English Indian Rasam Soup (1 Cup) and Cooked Rice (1 Cup, Cooked)
Dinner
129 mg/dL
avg. peak value
Usually causes a medium spike
Avg. Food Score on Ultrahuman App
Ultrahuman Users got an UNSTABLE response
How to consume cooked rice, english indian rasam soup without glucose spikes
Portion Control
Reduce the serving size of cooked rice to manage the carbohydrate intake and lower the likelihood of a spike.
Add More Vegetables
Include non-starchy vegetables like spinach, broccoli, or bell peppers in your meal to increase fiber content, which can help slow down the absorption of glucose.
Choose Whole Grains
Opt for whole-grain rice varieties such as brown or basmati rice. These have a lower impact on blood sugar compared to white rice.
Include Healthy Fats
Add healthy fats such as avocado, nuts, or a drizzle of olive oil to your meal.
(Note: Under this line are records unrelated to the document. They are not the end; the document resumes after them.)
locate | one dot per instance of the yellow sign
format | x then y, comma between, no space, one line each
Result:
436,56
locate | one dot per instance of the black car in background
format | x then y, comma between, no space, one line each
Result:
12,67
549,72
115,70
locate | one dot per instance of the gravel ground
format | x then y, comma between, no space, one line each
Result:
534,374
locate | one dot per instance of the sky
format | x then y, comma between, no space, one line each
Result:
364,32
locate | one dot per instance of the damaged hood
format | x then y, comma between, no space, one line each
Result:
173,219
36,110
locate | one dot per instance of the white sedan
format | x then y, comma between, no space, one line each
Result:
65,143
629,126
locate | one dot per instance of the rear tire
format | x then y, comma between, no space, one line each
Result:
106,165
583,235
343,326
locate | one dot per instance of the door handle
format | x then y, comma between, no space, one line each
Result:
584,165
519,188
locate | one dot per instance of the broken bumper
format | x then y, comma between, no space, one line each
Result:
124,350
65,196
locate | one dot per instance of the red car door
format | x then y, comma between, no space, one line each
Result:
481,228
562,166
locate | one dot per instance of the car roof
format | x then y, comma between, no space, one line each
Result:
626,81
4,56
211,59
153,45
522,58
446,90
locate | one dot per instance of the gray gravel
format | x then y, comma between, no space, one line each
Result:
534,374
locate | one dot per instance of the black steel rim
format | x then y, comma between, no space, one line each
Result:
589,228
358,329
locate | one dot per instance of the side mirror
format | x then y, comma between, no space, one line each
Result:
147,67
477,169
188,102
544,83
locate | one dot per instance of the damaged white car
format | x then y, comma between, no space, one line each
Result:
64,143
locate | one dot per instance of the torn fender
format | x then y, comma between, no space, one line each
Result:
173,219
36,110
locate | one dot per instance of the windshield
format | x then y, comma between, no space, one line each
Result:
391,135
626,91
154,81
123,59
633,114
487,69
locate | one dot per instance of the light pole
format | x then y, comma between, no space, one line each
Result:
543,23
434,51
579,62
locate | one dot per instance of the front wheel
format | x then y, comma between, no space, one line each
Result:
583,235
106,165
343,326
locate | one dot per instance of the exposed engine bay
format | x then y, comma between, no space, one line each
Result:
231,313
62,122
Fats can help slow the absorption of carbohydrates.
Incorporate Protein
Add a source of lean protein like chicken, tofu, or lentils to your meal to help stabilize blood sugar levels.
Eat Slowly
Chew your food thoroughly and eat slowly to give your body more time to process the carbohydrates and manage blood sugar levels.
Pair with a Salad
Start your meal with a salad that contains leafy greens and a variety of vegetables to add fiber and bulk, helping to moderate the rise in blood sugar.
Hydrate Properly
Drink water alongside your meal to aid digestion and help your body process the carbohydrates more effectively.
Monitor Meal Timing
Avoid eating large portions of high-carb foods later in the evening when your body's metabolism is slower.
Introduce Vinegar
Consider adding a small amount of vinegar or lemon juice to your meal, as they may help reduce the post-meal blood sugar response.